The token must be passed either:

• Via the SDK, or

• Directly in the URL using the st query parameter

Session token lifecycle Session tokens (st) are short-lived and single-use. A token is generated on your backend, passed to the frontend during session initialization, and consumed when the Clio session starts.

Tokens cannot be reused or swapped mid-session.

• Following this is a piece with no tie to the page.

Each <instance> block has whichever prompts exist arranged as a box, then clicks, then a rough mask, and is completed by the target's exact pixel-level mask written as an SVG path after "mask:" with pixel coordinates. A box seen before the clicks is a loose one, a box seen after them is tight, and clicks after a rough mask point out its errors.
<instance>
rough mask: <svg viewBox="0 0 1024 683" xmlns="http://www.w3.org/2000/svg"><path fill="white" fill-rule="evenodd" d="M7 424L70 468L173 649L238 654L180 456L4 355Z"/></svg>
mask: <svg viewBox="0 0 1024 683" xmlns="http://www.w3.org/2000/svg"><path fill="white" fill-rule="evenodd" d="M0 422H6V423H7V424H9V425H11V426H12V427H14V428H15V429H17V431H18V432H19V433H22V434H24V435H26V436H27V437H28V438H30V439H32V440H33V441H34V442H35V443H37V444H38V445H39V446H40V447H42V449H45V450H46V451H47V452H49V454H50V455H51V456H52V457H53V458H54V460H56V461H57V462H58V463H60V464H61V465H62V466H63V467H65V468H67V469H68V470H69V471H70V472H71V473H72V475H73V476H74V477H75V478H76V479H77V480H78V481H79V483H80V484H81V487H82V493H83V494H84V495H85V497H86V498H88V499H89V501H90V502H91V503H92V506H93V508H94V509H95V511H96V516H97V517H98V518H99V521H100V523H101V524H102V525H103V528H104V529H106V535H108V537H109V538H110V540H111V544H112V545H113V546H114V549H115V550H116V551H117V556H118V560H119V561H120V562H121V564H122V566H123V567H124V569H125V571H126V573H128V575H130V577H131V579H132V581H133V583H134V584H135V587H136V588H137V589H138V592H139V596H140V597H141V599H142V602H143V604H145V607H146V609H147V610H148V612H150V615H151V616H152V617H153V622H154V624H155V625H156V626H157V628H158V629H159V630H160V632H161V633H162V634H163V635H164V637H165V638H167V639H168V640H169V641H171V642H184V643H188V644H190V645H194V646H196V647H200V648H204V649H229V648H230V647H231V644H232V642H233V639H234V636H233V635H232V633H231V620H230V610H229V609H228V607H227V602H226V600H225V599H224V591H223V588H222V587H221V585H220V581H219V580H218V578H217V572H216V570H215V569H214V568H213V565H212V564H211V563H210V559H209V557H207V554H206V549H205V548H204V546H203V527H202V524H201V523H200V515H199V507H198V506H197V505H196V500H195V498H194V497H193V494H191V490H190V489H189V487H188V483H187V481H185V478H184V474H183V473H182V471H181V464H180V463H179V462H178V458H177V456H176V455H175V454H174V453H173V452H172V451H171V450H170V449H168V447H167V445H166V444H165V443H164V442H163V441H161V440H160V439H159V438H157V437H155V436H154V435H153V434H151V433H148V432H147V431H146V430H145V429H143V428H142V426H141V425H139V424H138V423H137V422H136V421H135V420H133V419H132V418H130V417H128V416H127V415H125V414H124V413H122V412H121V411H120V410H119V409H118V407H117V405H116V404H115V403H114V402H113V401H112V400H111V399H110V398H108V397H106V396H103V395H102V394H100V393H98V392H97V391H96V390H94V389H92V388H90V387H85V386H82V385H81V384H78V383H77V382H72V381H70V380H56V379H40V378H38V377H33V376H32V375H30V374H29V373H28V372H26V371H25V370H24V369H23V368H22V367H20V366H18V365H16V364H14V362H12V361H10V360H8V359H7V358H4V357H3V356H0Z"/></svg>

If a new user context is required (e.g. after login), a new session must be initialized with a new token.

Example

https://app.askclio.ai/?client_id=<YOUR_CLIENT_ID>&st=<SESSION_TOKEN>

Security Model

• Values carried via the session token are not exposed to the LLM prompt

• They are only accessible to tools that explicitly reference them

• The token is scoped to a single session and must be regenerated per session

---

cURL Example – Create Session Token

curl --request POST \
  --url https://app.askclio.ai/api/auth/v1/client-identities/tokens \
  --header 'Content-Type: application/json' \
  --data '{
    "client_id": "<YOUR_CLIENT_ID>",
    "client_secret": "<YOUR_CLIENT_SECRET>",
    "tools_input": {
      "example": "foobar"
    },
    "user": {
      "id": "<UNIQUE_USER_ID>",
      "email": "<OPTIONAL_EMAIL>"
    }
  }'

---

Revoke Session Token (Not Yet Deployed)

curl --request DELETE \
  --url https://app.askclio.ai/api/auth/v1/client-identities/tokens \
  --header 'Content-Type: application/json' \
  --data '{
    "client_id": "<YOUR_CLIENT_ID>",
    "client_secret": "<YOUR_CLIENT_SECRET>",
    "secret_token": "<YOUR_SECRET_TOKEN>"
  }'

Example Response

HTTP 204 NO CONTENT

---

Important Security Note

Session tokens must be generated on your backend.

Do not generate or retrieve session tokens on the frontend, as this would expose sensitive credentials and increase the risk of malicious network attacks.

Recommended flow:

1. Generate the session token on your backend

2. Pass the token to your frontend

3. Initialize Ask Clio using the st query parameter or SDK

Create a Test Session

Add a client clearing ID to test the endpoints within the configuration tab.